I slept this morning, my day off, until I woke up naturally.
No alarm.
I woke to birdsong, and a gentle breeze coming in through the window.
Outside, flowers are blooming, sun is shining, the garden is growing.
And yet…
I woke to a feeling of deep sadness, mounting pressure and near panic.
I’ve been trying to figure it out, as I have coffee this morning.
I have lots to do, no doubt, and I am behind in everything.
Today, for instance.
This is the first day of Museum Week here on Beaver Island. There are speakers and activities all week long. Many of them, I have book-marked to attend. There is no sense, I tell myself, in being on Beaver Island and missing every good thing that goes on. Things that – if I didn’t live here – I would come here to participate in.
A week ago, I deliberately missed a good party – the Islander’s Reunion – because (1) I had to work all weekend, and worried I’d be too tired, (2) I didn’t have a companion to go with, and was afraid I’d feel out of place and (3), behind on everything already, I felt it would drive me farther into this mire that I am slogging through. Oh, and I couldn’t afford it.
Just last weekend, the Beaver Island Music Festival took place.
I stayed away.
Same reasons.
Slogging through summer. Mired in work and obligations.
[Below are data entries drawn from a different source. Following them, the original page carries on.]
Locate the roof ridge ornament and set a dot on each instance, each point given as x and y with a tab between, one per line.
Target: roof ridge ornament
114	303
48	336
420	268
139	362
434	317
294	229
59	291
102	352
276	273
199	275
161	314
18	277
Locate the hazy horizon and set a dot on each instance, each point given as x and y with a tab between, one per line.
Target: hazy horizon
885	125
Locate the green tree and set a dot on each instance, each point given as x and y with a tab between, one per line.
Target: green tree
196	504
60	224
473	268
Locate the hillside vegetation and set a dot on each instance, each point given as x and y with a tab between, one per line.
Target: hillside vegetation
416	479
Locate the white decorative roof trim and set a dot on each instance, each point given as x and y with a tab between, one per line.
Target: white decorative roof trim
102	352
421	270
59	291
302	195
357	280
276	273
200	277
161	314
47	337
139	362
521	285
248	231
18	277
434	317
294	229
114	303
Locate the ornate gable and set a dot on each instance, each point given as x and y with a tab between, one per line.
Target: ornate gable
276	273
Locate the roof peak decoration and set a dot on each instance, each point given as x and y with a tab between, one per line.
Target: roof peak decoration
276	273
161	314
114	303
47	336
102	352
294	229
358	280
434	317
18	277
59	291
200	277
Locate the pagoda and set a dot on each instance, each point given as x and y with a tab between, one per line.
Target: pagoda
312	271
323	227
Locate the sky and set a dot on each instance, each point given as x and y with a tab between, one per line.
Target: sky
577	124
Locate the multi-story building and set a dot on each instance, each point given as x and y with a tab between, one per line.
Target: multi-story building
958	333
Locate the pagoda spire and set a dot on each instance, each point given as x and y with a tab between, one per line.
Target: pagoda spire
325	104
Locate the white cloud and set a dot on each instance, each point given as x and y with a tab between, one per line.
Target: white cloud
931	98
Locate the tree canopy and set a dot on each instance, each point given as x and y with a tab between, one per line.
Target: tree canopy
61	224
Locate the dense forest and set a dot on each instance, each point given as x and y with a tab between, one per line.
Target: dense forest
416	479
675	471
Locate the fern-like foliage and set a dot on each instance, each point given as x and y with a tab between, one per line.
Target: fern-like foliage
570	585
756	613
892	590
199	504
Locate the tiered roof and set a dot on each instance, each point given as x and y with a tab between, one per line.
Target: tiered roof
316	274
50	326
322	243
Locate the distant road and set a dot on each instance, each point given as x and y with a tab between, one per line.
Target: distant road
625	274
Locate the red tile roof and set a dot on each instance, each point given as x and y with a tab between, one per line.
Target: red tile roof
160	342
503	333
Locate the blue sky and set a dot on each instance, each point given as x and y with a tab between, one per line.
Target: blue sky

Today, I have to finish and frame four collages to submit to the Museum Week Art Show (that deadline is tomorrow). I have to go over my notes for a talk I’m giving at the Beaver Island Association meeting this afternoon. I have frames to pick up at the airport, to frame six new paintings for the Livingstone Studio “Meet the Artists” event, coming up soon (that date is August 2nd). I have towels on the clothesline already this morning, have a comforter washed and ready to go out, and a load of dark clothes in the washing machine. I have a kitchen drawer, in parts, on the floor behind me, evidence of my sorry ongoing attempt to repair it. The contents of that drawer are keeping company with a cluster of dirty dishes on my kitchen counter, right next to the faucet that is still leaking and waiting for repair. “Do dishes” is on the top of my to-do list today, though I’ve already put other tasks ahead.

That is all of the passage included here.